Gay marriage had been debated in the abstract, allowing opponents to depict it as dangerous, he argued. What the legal strategy needed was real couples to place before the courts. The plan should be to marry first and then fight the legal battle.

More than 3,000 same-sex marriages later, that decision has opened the door to what could be a crucial legal test.

"In a way it feels like the dam broke," said Jon W. Davidson, senior counsel at Lambda Legal, the nation's largest lesbian and gay legal advocacy group.

San Francisco's actions were deliberately planned with the courts in mind, according to lawyers who were involved in the discussions.

Five couples -- whose stories would present the gay rights argument in the most sympathetic manner -- would be chosen as test cases.
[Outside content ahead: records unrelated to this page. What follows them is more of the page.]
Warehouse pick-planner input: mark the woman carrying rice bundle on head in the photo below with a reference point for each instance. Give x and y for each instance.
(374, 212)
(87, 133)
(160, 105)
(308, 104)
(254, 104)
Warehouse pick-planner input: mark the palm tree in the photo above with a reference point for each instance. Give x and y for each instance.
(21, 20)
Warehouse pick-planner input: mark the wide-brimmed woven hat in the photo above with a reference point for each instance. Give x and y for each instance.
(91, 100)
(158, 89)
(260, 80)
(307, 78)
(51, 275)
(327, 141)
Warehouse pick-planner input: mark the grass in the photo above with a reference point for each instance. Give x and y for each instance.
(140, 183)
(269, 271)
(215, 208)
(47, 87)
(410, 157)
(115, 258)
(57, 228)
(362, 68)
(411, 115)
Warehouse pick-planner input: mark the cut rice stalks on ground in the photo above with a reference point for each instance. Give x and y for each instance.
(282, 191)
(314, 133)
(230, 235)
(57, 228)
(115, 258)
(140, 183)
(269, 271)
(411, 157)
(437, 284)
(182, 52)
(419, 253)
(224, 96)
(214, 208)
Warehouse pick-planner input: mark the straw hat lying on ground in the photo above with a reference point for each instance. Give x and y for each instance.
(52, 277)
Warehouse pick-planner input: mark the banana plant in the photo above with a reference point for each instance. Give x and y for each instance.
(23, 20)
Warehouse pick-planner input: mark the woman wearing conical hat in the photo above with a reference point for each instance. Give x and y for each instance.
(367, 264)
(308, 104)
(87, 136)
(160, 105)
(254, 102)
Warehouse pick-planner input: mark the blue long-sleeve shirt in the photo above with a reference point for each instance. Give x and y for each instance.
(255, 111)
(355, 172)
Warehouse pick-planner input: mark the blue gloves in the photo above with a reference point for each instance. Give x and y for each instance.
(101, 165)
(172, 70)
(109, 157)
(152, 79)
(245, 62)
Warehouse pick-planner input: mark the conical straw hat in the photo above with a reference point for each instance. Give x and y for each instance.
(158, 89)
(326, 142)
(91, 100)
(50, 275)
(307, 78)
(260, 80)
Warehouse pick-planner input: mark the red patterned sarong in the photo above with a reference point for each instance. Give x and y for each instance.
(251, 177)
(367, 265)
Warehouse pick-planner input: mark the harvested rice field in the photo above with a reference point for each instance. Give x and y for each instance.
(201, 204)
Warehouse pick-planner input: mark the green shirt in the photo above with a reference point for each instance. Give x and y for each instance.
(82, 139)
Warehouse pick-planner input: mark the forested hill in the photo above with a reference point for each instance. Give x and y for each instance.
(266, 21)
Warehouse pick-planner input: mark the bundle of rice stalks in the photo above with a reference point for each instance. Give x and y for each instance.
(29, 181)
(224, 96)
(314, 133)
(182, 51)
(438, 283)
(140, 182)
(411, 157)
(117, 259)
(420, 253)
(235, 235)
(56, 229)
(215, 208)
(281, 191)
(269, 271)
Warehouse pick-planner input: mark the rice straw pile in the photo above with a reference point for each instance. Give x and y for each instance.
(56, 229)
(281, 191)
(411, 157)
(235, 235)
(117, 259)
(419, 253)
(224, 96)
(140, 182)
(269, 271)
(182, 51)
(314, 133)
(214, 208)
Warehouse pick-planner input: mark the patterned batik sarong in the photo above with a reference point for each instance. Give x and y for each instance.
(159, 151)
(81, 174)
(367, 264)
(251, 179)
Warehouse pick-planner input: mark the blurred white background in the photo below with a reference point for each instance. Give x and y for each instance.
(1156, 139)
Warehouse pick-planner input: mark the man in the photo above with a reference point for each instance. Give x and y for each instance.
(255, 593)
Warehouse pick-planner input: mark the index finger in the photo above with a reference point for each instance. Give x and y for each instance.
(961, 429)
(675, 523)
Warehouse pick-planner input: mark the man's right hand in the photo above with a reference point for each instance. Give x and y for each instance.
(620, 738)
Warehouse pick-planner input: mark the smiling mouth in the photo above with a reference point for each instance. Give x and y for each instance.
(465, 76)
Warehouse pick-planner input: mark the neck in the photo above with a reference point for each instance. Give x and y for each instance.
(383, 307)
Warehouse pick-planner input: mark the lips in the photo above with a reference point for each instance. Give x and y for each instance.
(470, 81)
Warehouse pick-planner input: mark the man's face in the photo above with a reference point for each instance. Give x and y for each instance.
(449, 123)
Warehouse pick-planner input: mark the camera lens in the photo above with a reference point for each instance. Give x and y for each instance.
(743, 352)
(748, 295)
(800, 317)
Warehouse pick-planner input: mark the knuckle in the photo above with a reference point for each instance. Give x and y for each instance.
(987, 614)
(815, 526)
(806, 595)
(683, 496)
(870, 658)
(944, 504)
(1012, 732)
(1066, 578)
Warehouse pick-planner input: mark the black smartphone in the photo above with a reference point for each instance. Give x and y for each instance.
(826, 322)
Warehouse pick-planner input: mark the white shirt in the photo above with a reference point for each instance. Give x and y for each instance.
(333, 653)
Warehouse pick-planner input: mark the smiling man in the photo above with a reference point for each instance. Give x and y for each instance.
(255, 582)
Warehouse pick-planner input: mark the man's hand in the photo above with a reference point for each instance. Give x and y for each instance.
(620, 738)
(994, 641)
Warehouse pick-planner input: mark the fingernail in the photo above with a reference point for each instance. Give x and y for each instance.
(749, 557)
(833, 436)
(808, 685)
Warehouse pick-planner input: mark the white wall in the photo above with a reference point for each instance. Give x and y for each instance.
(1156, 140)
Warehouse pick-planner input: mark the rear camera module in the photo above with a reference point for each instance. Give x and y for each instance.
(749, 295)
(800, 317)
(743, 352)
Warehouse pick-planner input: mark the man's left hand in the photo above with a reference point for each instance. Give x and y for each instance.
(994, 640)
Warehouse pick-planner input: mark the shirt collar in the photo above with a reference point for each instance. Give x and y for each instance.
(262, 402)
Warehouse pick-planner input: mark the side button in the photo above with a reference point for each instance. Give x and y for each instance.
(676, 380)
Leading national gay rights lawyers would be recruited to assist the city. The first marriages would be performed on a day when courts were closed, to ensure that opponents would not be able to block the move before the weddings were solemnized.

To win, gay rights advocates must still persuade the California Supreme Court to invalidate the state's family law, which limits marriage to "a man and a woman." That remains a high hurdle, legal experts believe.

On Friday, Gov. Arnold Schwarzenegger delivered a stern letter to state Atty. Gen. Bill Lockyer, directing him to take "immediate action" to stop same-sex marriages in San Francisco. Hallye Jordan, Lockyer's spokeswoman, said the attorney general planned to seek a judgment in the court case.

Largely, the gay-marriage proponents' legal strategy has been carried out without a hitch. Foes have gone to court four times in the last nine days seeking to block San Francisco's actions. Each time they have lost, and the long line of couples seeking to wed has continued to move forward.